Personalmente tendo sempre a cercar di capire
e chiarire. Non sollevando polveroni, non creando situazioni di non ritorno,
perché se non si chiarisce subito, si porta dentro di sé rancore, un cespuglio
di rododendro (rodo-dentro) che fa male più a sé stessi che a chi riceve parole
aggressive, che rischia di infrangere definitivamente un rapporto che avrebbe
potuto continuare ed essere bello e costruttivo.
Lo dico sempre a me stessa: accetta gli
altri, così come sono, coi loro difetti e pregi, forse anche loro accetteranno
me, alla stessa stregua. Nessuno è perfetto, siamo tutti perfettibili, ma non
si accusa una persona, se non sei sicuro che sia colpevole.
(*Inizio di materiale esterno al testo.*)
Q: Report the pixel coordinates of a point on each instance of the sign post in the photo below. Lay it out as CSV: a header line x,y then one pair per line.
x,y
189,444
MAI.
Se scrivo un emali a un’amica, dicendole
qualcosa, e lei mi risponde, e allora io rispondo a lei, e lei ribatte ancora,
e così di seguito, alla fine non sono io sola ad aver scritto un’infinità di
email, ma lo abbiamo fatto insieme. Quindi responsabilità reciproca. Non mi permetterei mai di dire al mio corrispondente:
“mi hai scritto un sacco di email” se io stessa ho dato il via a quelle email,
alle quali l’altro ha sentito in dovere
di rispondere.
La perfezione non è di questo mondo, ma per
quanto mi riguarda, sto cercando di vivere il più serenamente possibile, e
questa scelta la sto facendo perché mi accorgo che il tempo che mi resta da vivere
è molto inferiore a quello già vissuto. Le energie e la salute non sono più
quelle di un tempo, e dunque devo fare delle precise scelte. Se qualcuno rompe
la mia serenità, mi fa agitare, non mi concede un sonno tranquillo, sono
costretta ad allontanare da me quel qualcuno, anche se mi è caro.
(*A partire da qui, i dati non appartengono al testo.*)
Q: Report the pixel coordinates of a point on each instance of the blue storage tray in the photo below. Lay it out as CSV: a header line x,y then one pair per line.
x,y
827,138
Non posso dedicarmi all’altro, se l’altro non
ha un po’ di pazienza e comprensione nei miei riguardi, se mi manca di
rispetto, se crede di poter dirmi tutto quel che gli passa per la testa, e
lasciarmi indifferente. Sono una persona molto sensibile e ogni cosa che scuote
il mio spirito, ma fa male e questo male si ripercuote anche nella psiche.
Sono sempre molto attenta, comprensiva e
vicina a chi si confida con me, soffro se soffre e sorrido se è felice. Vorrei
che anche gli altri si comportassero con me allo stesso modo. Ma chiedo l’impossibile.
Allora prendo le distanze, una volta e per sempre.